Воспоминания о Полине быстро разрушили красивый мираж. Но углубиться в тоску не дало следующее сообщение от Зайкина, теперь голосовое.
— Кариш, если это не прикол и не постановка, то мы очень рады за него, — Нина звучала взволнованно. — Но все равно как-то не верится.
— Нусь, ну, кажись, правда, — отец пробивался на фоне, тоже казался возбужденным. — Кариш, он такой счастливый проснулся. Даже хомяка расцеловал на радостях, хотя почти его не трогает. Ему и нельзя. Отчихаться теперь не может.
Зайкин как раз чихнул на заднем плане. В динамике снова заголосила Нина:
— Кариш, ты приходи почаще, мы всегда рады тебя видеть. Когда-нибудь семьей станем, надо привыкать друг к другу. Так что ждем в гости.
— Ага, Кариш, очень ждем. Спасибо тебе, — закончил сообщение Федор.
Карина обомлела и сама не заметила, как расплылась в неснимаемой улыбке. Увидела ее в зеркало, когда пошла умываться. Гадала, за что Федор ее благодарил. Это ей нужно было благодарить Зайкина. За все и больше. Над ответом она долго думала, потому что считала важным каждое слово, которое они услышат, особенно Нина, не хотела оплошать, но на их откровенность волей-неволей отвечала тем же. Не чувствовала реального страха, пыталась быть честной.

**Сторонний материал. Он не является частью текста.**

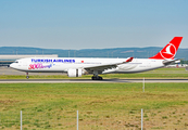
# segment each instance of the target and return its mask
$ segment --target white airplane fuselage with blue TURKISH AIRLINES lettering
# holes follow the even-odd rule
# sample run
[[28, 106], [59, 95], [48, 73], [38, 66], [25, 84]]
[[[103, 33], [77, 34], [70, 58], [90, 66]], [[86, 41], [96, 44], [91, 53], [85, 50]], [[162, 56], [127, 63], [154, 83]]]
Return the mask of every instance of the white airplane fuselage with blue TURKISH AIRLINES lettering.
[[[89, 68], [100, 65], [123, 63], [127, 58], [90, 58], [90, 57], [30, 57], [21, 58], [11, 67], [27, 73], [64, 73], [72, 68]], [[140, 73], [163, 67], [164, 60], [134, 58], [129, 63], [120, 64], [115, 68], [104, 69], [109, 73]]]

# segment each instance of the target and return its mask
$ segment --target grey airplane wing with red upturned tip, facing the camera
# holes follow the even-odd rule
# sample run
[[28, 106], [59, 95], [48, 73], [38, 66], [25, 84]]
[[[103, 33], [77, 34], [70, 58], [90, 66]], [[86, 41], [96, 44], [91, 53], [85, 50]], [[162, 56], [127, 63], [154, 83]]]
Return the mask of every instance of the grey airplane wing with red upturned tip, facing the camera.
[[100, 74], [100, 73], [102, 73], [104, 69], [115, 68], [115, 67], [117, 67], [117, 65], [129, 63], [129, 62], [133, 61], [133, 58], [134, 58], [134, 57], [129, 57], [127, 61], [122, 62], [122, 63], [106, 64], [106, 65], [98, 65], [98, 66], [93, 66], [93, 67], [85, 67], [85, 69], [86, 69], [88, 73], [91, 73], [91, 72], [93, 72], [93, 70], [98, 70], [99, 74]]

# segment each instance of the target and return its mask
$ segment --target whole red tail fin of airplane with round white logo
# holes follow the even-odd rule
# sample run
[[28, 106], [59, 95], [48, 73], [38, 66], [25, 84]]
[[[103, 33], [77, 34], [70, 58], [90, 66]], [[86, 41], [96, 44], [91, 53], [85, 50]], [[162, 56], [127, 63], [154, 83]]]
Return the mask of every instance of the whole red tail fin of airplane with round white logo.
[[155, 60], [174, 60], [176, 51], [180, 44], [183, 37], [174, 37], [156, 55], [149, 57]]

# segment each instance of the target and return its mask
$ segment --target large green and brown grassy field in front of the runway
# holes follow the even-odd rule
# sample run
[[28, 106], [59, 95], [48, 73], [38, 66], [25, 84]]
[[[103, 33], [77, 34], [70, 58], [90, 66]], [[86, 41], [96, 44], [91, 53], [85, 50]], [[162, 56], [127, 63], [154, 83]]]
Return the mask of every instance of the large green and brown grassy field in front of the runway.
[[1, 83], [0, 129], [188, 129], [188, 83]]

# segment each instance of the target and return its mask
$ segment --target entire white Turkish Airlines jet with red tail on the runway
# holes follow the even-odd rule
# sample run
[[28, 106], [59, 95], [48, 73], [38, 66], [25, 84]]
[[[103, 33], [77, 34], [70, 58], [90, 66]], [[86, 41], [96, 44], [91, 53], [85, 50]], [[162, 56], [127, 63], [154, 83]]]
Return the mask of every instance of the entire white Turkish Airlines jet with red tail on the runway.
[[92, 80], [102, 80], [99, 74], [140, 73], [174, 63], [183, 37], [174, 37], [156, 55], [149, 58], [89, 58], [89, 57], [29, 57], [16, 60], [10, 67], [28, 73], [67, 73], [68, 77], [93, 74]]

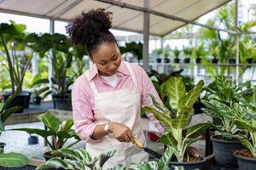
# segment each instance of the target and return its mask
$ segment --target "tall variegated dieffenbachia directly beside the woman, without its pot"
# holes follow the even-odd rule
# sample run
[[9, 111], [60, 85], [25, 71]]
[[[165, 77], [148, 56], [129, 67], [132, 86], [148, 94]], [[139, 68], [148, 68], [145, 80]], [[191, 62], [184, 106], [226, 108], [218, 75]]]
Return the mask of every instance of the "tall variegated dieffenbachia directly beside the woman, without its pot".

— Нина, Федор, здравствуйте. Спасибо за приглашение, — записала с первой попытки. — Зай… Кирилл не врет. И это не постановка. Мы, наконец-то, вместе. Это я тупила. Так что спасибо ему.
— Ничего, бывает, — сразу пришел голосовой ответ от самого Зайкина. — Кариш, насчет сегодня я тогда посмотрю бары и отпишусь тебе.
Она напечатала: «Хорошо. Жду». В ответ получила целующийся смайлик и зарумянилась. Радость не унималась. Она сегодня тоже проснулась счастливой и тоже зацеловала бы хомяка, если бы у нее такой был. Теперь даже в пустой квартире одиночество так не ощущалось.
Оставив телефон на столе, девушка спокойно приняла душ, не торопясь и упиваясь самим процессом очищения. Голова заметно посвежела. И внутри было совсем не скверно — новое ощущение, которое тут же оборвал звонок в домофон.
Карина была уверена, что это сестренка, прибежала плакаться, скорее всего. На душе опять потяжелело. Так не хотелось ее впускать, омрачать себе день, хотелось еще чуть-чуть, самую малость насладиться спокойствием, но совесть упрекнула: «Сама виновата. Терпи».
В трубке послышался мужской голос. Девушка не сразу узнала в нем Жерара. «Блядь, еще же он остался», — раздосадовалась, но впустила. Она ведь обещала Зайкину с ним порвать, сейчас было самое время. Хотя и рвать-то было нечего, и уже сколько раз все рвалось само собой, а он продолжал к ней таскаться, причем без предупреждения, чувствовал, что иначе будет долго добиваться встречи.